When I was a small girl, during World War 2, I lived in South Shields, an industrial town at the mouth of the River Tyne. From the age of three, I used to go with my mother to the Harton Downhills (known to us as the Blackberry Hills) about a mile from home, for a Sunday afternoon walk. The Magnesian Limestone hills had a wonderful population of calcium loving plants and many colourful butterflies.

This was when my love of nature, and especially our wildflowers, began.
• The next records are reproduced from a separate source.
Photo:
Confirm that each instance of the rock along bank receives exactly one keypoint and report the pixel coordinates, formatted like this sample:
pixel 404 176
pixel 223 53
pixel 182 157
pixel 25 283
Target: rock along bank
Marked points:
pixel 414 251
Each year I saw the rare blue flax in flower but was not able to name it for many years because it was never mentioned in the books that I was able to use.

As a young adult, I eventually named it and many years later, when I was living in Durham city, I went, with David Bellamy and members of a Durham wildlife group, to Thristlington Plantation, a limestone quarry. There, Dave pointed to a blue flower and asked if anyone knew what it was. I replied automatically Linum perenne anglicum. He was very surprised that anyone knew it and explained its great rarity. He added that the Quarry, some miles south of Durham was the northernmost place where it was known to grow.

 I said “Are you sure, because when I was 12 years old it was growing on the Blackberry Hills in South Shields?”

He asked me for a map reference, and I sent one, together with a list of all the plants that I could remember growing there.

Soon after that. David became famous and was rarely seen in Durham. I thought no more about the flax until, about three years later, I saw a book in the University Book Shop, called The Flora and Vegetation of County Durham; it was an academic book, very large and it listed all the plants known to grow in the county. I looked up Linum perenne anglicum and, to my amazement, found my name printed there. I was credited with my knowledge of the flax. Doctor Bellamy had sent his students to investigate and it was still growing on the Hartondown Hills. The hills then became a Site of Special Scientific Interest because of the rare flax. For me, Linum perenne anglicum is a very special flower.